Take, for example, same-game parlays. Once relegated to the realm of fiction (they provide much of the anxiety in the movie “Uncut Gems”), they are now offered by almost every online sportsbook and are popular because of their potentially high payouts. The fine print in most sportsbooks is different from what has been practiced for decades with traditional parlays. Instead of recalculating the parlay if one of the legs is void, sportsbooks will void the entire parlay. DraftKings goes so far as to only void the parlay if none of the remaining legs loses, collecting the bettor’s money otherwise.
On Jan. 9, the Warriors tweeted nine minutes before their game that night that Draymond Green would not play — but would start on the court — to honor the return of teammate Klay Thompson from serious injury. Between the tweet and when betting was closed, players bet using same-game parlays with as inflated odds as they could make, leaving the sportsbooks liable for millions of dollars. DraftKings took two days to decide to pay out winning bets.
In other situations, consumers are limited to how much they are allowed to bet, the price they can lay a bet for, and when they can place a bet — but they aren’t told that until they attempt to place their bets.
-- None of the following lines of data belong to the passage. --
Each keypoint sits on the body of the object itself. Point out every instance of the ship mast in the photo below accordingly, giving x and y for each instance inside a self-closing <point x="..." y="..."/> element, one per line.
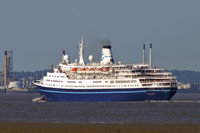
<point x="81" y="60"/>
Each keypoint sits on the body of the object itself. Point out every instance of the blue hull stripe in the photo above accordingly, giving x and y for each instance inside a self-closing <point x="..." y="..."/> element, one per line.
<point x="110" y="92"/>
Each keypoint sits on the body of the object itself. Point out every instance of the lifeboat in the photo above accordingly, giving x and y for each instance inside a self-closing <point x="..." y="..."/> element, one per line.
<point x="83" y="69"/>
<point x="91" y="69"/>
<point x="74" y="69"/>
<point x="107" y="68"/>
<point x="100" y="69"/>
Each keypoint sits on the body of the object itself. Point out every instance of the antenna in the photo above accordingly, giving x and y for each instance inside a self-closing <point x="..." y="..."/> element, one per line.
<point x="150" y="55"/>
<point x="81" y="60"/>
<point x="144" y="54"/>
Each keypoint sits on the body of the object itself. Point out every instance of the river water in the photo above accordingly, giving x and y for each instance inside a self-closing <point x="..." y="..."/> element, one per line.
<point x="18" y="107"/>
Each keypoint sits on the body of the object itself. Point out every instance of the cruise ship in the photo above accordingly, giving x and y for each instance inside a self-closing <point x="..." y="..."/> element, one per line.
<point x="105" y="81"/>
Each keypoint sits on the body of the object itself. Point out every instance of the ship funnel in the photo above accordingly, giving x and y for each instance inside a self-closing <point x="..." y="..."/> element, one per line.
<point x="106" y="55"/>
<point x="150" y="56"/>
<point x="144" y="54"/>
<point x="5" y="71"/>
<point x="63" y="54"/>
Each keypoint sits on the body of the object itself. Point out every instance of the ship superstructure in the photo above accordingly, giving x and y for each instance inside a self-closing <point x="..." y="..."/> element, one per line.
<point x="105" y="80"/>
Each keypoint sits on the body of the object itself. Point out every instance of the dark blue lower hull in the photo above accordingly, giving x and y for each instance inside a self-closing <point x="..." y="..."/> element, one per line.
<point x="108" y="95"/>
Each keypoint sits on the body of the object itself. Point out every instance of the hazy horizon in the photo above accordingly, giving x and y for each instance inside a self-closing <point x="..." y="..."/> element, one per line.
<point x="38" y="31"/>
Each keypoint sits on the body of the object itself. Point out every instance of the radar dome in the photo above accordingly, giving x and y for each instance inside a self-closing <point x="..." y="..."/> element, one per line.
<point x="91" y="58"/>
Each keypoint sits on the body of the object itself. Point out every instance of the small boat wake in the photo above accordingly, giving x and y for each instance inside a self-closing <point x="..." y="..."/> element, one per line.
<point x="39" y="100"/>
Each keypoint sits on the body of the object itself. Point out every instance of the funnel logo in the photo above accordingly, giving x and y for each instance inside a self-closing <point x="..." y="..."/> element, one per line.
<point x="102" y="56"/>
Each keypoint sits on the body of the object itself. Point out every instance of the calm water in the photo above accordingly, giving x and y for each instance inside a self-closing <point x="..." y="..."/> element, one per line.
<point x="18" y="107"/>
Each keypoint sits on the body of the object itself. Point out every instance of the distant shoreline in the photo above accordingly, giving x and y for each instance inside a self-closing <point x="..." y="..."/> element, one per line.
<point x="97" y="128"/>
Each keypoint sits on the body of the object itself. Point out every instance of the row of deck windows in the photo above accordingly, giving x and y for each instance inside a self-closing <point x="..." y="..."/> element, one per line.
<point x="90" y="86"/>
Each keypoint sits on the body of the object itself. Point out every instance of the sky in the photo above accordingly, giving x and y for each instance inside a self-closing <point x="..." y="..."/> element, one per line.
<point x="38" y="30"/>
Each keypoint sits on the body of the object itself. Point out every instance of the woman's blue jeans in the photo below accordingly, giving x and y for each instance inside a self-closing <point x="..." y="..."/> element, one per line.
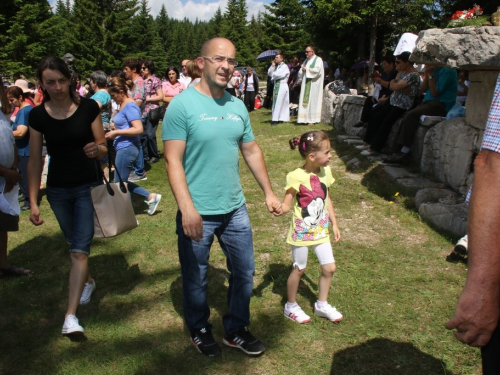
<point x="234" y="233"/>
<point x="74" y="212"/>
<point x="124" y="163"/>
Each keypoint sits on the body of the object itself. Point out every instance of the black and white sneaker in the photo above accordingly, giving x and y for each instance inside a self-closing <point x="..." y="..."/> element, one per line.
<point x="204" y="342"/>
<point x="245" y="341"/>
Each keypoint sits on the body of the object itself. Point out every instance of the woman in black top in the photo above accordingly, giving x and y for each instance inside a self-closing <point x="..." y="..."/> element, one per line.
<point x="74" y="135"/>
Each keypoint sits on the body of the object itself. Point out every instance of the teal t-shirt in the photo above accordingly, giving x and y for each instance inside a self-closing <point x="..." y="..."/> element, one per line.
<point x="213" y="130"/>
<point x="446" y="84"/>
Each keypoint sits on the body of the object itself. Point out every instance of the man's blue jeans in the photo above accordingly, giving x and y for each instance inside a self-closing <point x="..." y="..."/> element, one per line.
<point x="234" y="233"/>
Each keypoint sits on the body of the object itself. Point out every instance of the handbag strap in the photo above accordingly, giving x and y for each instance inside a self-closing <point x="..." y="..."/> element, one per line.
<point x="110" y="190"/>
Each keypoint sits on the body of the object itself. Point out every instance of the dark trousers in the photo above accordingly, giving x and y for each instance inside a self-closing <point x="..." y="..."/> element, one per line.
<point x="411" y="120"/>
<point x="490" y="354"/>
<point x="380" y="125"/>
<point x="148" y="138"/>
<point x="250" y="100"/>
<point x="23" y="184"/>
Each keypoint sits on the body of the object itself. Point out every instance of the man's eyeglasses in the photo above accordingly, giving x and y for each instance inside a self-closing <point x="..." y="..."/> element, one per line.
<point x="222" y="59"/>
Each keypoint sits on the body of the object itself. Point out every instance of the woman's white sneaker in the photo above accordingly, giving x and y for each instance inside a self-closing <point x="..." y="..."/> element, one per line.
<point x="71" y="326"/>
<point x="296" y="314"/>
<point x="328" y="312"/>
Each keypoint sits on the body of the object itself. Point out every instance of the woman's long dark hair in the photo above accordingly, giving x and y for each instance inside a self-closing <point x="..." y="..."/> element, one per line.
<point x="55" y="63"/>
<point x="6" y="107"/>
<point x="173" y="68"/>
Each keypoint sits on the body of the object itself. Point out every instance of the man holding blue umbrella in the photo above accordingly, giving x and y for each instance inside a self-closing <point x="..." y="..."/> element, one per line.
<point x="311" y="77"/>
In no other industry is this allowed to take place.
There are no hidden limitations on the amount one might spend at Target. It would be illegal for a company to list a price of an item on the shelf and then charge a different amount at checkout. Even walking through a casino, minimum and maximum bets are publicly displayed at every table, and there are established rules for misdeals or malfunctions.
Sports bettors need more transparency, defined rules and an accessible oversight regime. Without a bettors lobby in Sacramento to counter the gaming interests, change is unlikely. A gaming entity or state official, however, could take advantage of the vacuum in the current political messaging to affect consumer-friendly reform in California and elsewhere.
What better way for tribal casinos to distinguish themselves as the best option for bettors? Or for Draftkings and Fanduel to assuage fears of being out-of–state corporations coming in to take advantage of Californians?
Regulators have more leverage now to apply pressure on gaming entities to exact pledges for fair practices than they would after any proposition has been approved by voters.
The winning bet for these propositions might lie in the hands of their future clients.
Quemars Ahmed is a former editor-in-chief of the UCLA Law Review and a practicing attorney. He loves throwing his money away on side bets at the blackjack table.